There are at least 3 tasks I (@Jdlrobson ) can see as part of this epic.

Restoring Schema:MobileWebSectionUsage

Code from client has long been removed (2 years ago)
https://gerrit.wikimedia.org/r/#/c/mediawiki/extensions/MobileFrontend/+/267729/

Since we have a reference point from doing this before, it should be easier to restore this code then it would be if we were to write it from scratch, but much of the code has changed since this patch. One would hope this to be a 5 point estimation.

Serve two different versions of a section heading as part of an A/B test straw man proposal

To run an A/B test against anonymous users, we are restricted to sample by page rather than user session.
I would thus recommend that we create a magic word to serve different headings.

Given a section heading "prognosis" editors would need to opt in certain pages into the A/B test like so:

== {{SectionAB:Prognosis}} ==

On the server side we might render this magic word 20% of the time with "Prognosis" and 20% of the time "Likelihood of recovery". 60% of the time (for the control group), we would use the current treatment e.g. Prognosis. We would then let Schema:MobileWebSectionUsage know which group the user was opted into. From this we would be able to measure which section heading was more successful.

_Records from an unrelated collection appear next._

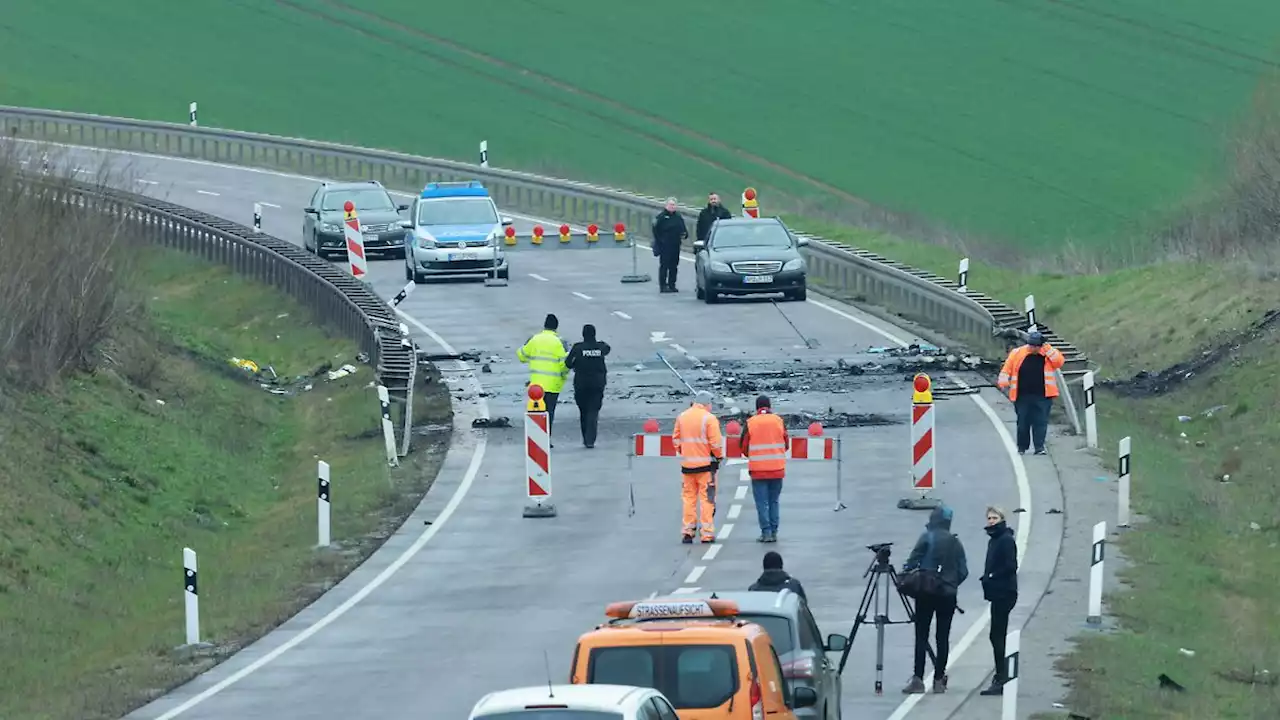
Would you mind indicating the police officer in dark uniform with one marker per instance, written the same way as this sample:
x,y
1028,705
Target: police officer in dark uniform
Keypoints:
x,y
586,360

To allow editors to run arbitrary tests, we'd need some way to register tests I'd recommend doing so via a interface page e.g. MediaWiki:SectionABTest mapping section headings to alternative section headings.

Prognosis: Likelihood of recovery

Note we would need to ensure id and name attributes are retained so links continue to work.

client based solution?

Given the importance/visibility of sections for table of contents, collapsed headings and section linking within articles a client based solution that samples by user while viable has a few more complications - the client side table of contents and noticeable changes in the content of the page.

JS code only runs when the DOM is ready which can come quite late meaning there is high possibility of a jarring/visible update to the page and table of contents on tablet (if it has been opened).

This will particularly be problematic/unavoidable if a section link is opened as the browser will scroll to the heading prior to it changing.

We could possibly migitate this by finding a creative client+server solution which hides/blurs the section heading/content until the ab test has loaded.

Recommendation: Document A/B test results.

I (@Jdlrobson) would recommend any outcomes from A/B tests resulting from this work are documented in a special heading under https://www.mediawiki.org/wiki/Recommendations_for_mobile_friendly_articles to guide future editors.

Open questions

Section numbers

I'm not sure if it would impact the A/B test, but it's possible(likely?) that the further down the page a section is, the less likely it will be read.
Thus if we ran an A/B test on "Prognosis" vs "Likelihood of recovery" on a variety of pages where the section headings were positioned in different places, how would we remove noise relating to the position of the section heading ?

Event Timeline

ovasileva subscribed.

Tagging this as an epic and moving to needs analysis. We should probably meet separately to discuss how we would want to split individual tasks out

If needed I am happy to personally change the heading on EN WP from one to the other option as part of this test. We could maybe start by looking at 3 articles?

The other related question is "how much does the position of the section effect the chance it is opened?"

By the way the answers to these types of questions would be of great value to our editors and our readers as it would give editors the information they need to make Wikipedia better for our readers.

If needed I am happy to personally change the heading on EN WP from one to the other option as part of this test. We could maybe start by looking at 3 articles?

Cool - I think it will be rather easy to scale this after the first article, but the instrumentation and infrastructure would need to be in place already.

The other related question is "how much does the position of the section effect the chance it is opened?"

This won't need A/B test and can in principle be investigated using the old (2015/16 data already), although data from the reactivated and revamped instrumentation will be preferable.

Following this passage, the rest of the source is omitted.